デリディアンのエビデンス主義者批判

はじめに

『現代思想 2021年6月号 特集=いまなぜポストモダンか』を、まだちまちま読んでおります。今回検討するのは、デリダ研究者・小川歩人さんの論文「ポストモダンという毒/薬あるいはサプリメントの略歴――今日、ジャック・デリダを支点として」です。まず全体の雰囲気を紹介すると。「ポストモダン」批判者は、雑で通俗的な藁人形批判をしている。デリダはそんなこと言ってない。……このような論調になっています。この論旨自体は、「ポストモダン」批判者が大いに反省すべき指摘と考えます。

本記事が問題とするのは、小川さんによる終盤の"提案"です。通俗的なポストモダン批判者は、「真理」や「ファクト」「エビデンス」なるものに病的フェティシズムを抱えている。そしてある種の科学的問題は、もっと複雑である。このように小川さんは指摘しています。

要するに、"エビデンス主義者" "エビデンス厨"のようなものを、仮想敵に据えています。

なぜ小川さんは、エビデンス主義者を批判対象としたのか

まず具体的に、先述した文脈における小川さんの、「「ポストトゥルース」の批判者」への批判を引用します。文脈を十分汲むために、かなり長いです。

論拠の検討も十分にできないために何に反論したらいいのかもよくわからない。これでは応答自体もいっそうフェイクニュースじみてくるわけだが「ポストトゥルース」の批判者が言いたいことは「ポスト」という接頭辞の後に保持されており大変明瞭である。つまり「ポストトゥルース」ではなく「トゥルース」の価値を重視するわけである。しかし、「トゥルース」とは何か。「客観的真理」とは何なのか。デリダは真理のなかに「フェティッシュの正常な原型」を見出すべきだと述べていたが、この明瞭さは何を欲しているのか。たとえば気候変動[※ラッコ強調]を含む今日の環境課題のなかでは「質的に異なる多様なエビデンスが考慮される性質上、エビデンス・ヒエラルキーに従った一次元的な評価の適用には自ずと限界があり、エビデンスの質を相互関係の頑強さや整合性の観点から[※ラッコ強調]評価することが要請される」。客観的なエビデンスによって即、一意的な判断が下せるとは限らない。また「エビデンス」は専門家によって生産され、非専門家に理解され信用されなければ行使されないし、そのために多くの計算、尺度の検討、討議が必要とされるのである。その上で、「リスクは一瞬一瞬において、すなわち、その都度オリジナルな妥協transactionsに場を与える揺れ動くコンテクストのなかで評価され直さなければならない」し、「このことにいかなる相対主義もない」だろう。デリダは「真理が存在する」と積極的に言わなかったにせよ、「真理がなければならない」と主張していた。デリダが言っているのは「真理」、「事実」や「エビデンス」は、われわれを簡単には安心させてくれないということである。(前掲書、190-191頁)

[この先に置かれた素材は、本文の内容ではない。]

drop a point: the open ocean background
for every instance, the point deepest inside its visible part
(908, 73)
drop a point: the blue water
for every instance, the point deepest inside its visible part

ここで批判されているものを、"エビデンス主義者"と呼ぶことにします。「エビデンス・ヒエラルキー」でどの仮説が最も妥当なのか白黒つけられると、エビデンス主義者は考える。エビデンス・ヒエラルキーとはある仮説(治療法など)の科学的根拠の強さを判断する際の、ガイドラインとなるものです(下記画像URL)。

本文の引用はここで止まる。